Turkish President Recep Tayyip Erdoğan's recent meeting with his Russian counterpart, Vladimir Putin, was ostensibly intended to bury the hatchet after Turkey shot down a Russian warplane near its border with Syria last year. But, at a time of rising tensions tensions between Turkey and the EU, there may be more to the story.

BRUSSELS – Beware of czars bearing gifts. It is sound advice for Turkish President Recep Tayyip Erdoğan, as he tries to leverage his rapprochement with Russian President Vladimir Putin in his relations with the West.

Erdoğan’s meeting with Putin in St. Petersburg this month was ostensibly focused on burying the hatchet after Turkey shot down a Russian warplane near its border with Syria last year. But the Kremlin seems to view the visit as an opportunity to convince Erdoğan to “turn east” and join Russia, as well as China and the countries of Central Asia, in a kind of brotherhood of autocracies. The question is whether Erdoğan actually plans to take up the offer.

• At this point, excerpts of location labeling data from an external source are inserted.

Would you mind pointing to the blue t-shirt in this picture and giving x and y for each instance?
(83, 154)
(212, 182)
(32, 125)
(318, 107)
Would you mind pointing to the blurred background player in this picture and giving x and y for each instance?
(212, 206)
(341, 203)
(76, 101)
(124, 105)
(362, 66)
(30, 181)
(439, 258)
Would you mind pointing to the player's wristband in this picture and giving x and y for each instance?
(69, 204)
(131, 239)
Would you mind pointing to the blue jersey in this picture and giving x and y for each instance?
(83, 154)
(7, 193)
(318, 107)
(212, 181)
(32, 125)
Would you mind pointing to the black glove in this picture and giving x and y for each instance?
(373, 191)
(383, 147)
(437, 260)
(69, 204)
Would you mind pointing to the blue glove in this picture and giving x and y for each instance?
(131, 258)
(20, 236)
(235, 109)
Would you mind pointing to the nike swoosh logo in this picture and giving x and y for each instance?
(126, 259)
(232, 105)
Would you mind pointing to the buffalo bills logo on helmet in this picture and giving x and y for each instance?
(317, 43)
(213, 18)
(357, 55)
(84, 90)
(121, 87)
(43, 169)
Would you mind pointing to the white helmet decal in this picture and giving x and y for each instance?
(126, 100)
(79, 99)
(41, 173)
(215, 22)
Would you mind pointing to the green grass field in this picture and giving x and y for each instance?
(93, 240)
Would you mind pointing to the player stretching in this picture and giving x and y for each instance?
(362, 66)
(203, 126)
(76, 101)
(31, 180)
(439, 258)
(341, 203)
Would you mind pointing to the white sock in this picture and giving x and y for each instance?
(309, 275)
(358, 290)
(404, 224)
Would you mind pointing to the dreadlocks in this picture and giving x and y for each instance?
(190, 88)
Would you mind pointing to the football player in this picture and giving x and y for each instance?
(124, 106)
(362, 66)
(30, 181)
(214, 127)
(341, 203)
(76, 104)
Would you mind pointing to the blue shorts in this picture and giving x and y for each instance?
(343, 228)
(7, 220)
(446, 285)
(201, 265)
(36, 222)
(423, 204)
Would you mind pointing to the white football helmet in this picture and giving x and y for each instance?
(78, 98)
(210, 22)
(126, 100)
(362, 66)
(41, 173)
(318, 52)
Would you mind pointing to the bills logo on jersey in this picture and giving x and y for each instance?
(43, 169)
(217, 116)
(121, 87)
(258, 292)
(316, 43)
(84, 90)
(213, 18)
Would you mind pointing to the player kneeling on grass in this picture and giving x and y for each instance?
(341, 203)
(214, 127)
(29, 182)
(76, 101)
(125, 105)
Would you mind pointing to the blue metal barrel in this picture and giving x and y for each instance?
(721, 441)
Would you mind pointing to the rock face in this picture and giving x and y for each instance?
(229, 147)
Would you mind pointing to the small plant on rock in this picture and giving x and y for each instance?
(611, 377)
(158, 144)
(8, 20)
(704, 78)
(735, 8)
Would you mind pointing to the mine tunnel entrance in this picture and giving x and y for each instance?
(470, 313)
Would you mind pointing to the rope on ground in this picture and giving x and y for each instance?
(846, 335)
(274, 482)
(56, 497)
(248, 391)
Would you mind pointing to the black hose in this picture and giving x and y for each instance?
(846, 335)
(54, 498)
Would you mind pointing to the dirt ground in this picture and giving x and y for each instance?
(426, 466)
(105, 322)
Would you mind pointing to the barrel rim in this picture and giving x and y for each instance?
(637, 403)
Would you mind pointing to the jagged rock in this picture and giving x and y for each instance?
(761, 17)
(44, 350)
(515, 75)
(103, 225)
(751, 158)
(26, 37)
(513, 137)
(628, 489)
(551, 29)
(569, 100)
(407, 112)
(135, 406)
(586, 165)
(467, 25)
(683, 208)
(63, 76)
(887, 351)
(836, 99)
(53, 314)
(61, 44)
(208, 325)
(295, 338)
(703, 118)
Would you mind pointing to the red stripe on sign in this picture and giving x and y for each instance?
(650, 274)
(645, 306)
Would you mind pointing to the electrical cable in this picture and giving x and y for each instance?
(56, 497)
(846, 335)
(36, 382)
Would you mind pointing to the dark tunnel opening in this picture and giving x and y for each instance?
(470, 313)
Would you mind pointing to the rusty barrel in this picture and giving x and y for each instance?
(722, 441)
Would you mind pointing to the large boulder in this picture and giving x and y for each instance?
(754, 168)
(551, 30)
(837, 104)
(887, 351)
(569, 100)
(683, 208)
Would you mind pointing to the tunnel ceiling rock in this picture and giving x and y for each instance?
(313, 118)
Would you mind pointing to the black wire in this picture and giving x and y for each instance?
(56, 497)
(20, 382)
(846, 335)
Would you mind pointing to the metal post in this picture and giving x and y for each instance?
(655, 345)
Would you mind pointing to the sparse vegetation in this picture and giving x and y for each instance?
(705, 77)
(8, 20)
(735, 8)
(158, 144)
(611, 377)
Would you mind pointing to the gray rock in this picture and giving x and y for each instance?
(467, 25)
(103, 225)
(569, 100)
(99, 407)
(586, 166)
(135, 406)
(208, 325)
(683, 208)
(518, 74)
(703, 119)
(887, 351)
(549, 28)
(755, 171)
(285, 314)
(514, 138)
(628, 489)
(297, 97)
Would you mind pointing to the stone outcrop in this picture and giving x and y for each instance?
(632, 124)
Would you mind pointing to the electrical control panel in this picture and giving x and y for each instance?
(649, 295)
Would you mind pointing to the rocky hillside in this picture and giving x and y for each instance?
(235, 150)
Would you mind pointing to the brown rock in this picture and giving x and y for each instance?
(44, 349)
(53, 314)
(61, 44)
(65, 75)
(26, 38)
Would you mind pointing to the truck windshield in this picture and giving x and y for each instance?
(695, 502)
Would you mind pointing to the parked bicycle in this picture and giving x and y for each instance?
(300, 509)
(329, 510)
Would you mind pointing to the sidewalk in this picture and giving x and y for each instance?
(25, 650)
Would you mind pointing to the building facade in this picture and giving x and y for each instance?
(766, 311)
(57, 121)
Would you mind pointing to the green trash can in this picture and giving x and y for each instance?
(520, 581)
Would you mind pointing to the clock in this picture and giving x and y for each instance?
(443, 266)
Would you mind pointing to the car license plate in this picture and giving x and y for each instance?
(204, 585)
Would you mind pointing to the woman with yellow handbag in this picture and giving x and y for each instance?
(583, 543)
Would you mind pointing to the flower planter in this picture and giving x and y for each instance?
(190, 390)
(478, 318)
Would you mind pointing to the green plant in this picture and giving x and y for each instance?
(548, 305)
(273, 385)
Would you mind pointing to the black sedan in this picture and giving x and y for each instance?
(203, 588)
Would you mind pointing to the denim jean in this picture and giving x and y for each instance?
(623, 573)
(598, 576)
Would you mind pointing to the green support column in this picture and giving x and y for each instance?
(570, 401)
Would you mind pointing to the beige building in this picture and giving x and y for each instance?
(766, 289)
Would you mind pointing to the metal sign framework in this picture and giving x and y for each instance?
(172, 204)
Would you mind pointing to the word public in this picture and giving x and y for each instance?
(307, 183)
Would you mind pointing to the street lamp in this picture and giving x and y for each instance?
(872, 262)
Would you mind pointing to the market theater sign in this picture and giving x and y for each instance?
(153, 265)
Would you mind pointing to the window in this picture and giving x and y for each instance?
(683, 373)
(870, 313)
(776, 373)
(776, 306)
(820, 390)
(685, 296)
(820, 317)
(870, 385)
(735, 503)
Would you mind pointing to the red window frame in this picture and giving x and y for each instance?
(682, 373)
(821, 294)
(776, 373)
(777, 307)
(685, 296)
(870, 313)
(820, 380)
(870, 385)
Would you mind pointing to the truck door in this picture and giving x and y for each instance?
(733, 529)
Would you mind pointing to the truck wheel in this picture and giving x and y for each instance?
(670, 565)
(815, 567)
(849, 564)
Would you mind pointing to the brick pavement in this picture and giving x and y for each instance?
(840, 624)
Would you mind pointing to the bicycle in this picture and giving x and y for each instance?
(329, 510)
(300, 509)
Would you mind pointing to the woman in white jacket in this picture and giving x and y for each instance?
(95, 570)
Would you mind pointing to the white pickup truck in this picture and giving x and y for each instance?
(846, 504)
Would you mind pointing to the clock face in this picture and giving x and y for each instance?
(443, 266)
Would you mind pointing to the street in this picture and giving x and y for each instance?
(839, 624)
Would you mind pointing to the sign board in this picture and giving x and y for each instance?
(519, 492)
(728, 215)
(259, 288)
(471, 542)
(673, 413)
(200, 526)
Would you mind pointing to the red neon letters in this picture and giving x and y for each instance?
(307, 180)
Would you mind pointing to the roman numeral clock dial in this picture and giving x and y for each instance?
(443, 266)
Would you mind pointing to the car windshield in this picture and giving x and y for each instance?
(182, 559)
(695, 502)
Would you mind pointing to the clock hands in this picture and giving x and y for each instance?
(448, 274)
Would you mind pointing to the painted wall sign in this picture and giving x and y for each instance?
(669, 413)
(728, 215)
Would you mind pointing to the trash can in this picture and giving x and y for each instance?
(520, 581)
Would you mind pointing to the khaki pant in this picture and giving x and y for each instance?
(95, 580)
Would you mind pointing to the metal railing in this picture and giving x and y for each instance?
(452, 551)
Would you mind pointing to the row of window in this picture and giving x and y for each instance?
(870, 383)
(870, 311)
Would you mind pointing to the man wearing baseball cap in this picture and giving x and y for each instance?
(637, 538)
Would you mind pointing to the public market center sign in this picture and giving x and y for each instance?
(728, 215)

Erdoğan certainly put on a show with Putin, promising friendship and cooperation. In doing so, he sent his Western allies – which have criticized the arrests of thousands of perceived opponents, including many journalists, following last month’s failed military coup – a powerful message: “I don’t need you.” Putin, by contrast, was the first world leader to call for support for Erdoğan’s government after the coup, which perhaps explains why Russia was Erdoğan’s first destination after the dust had settled.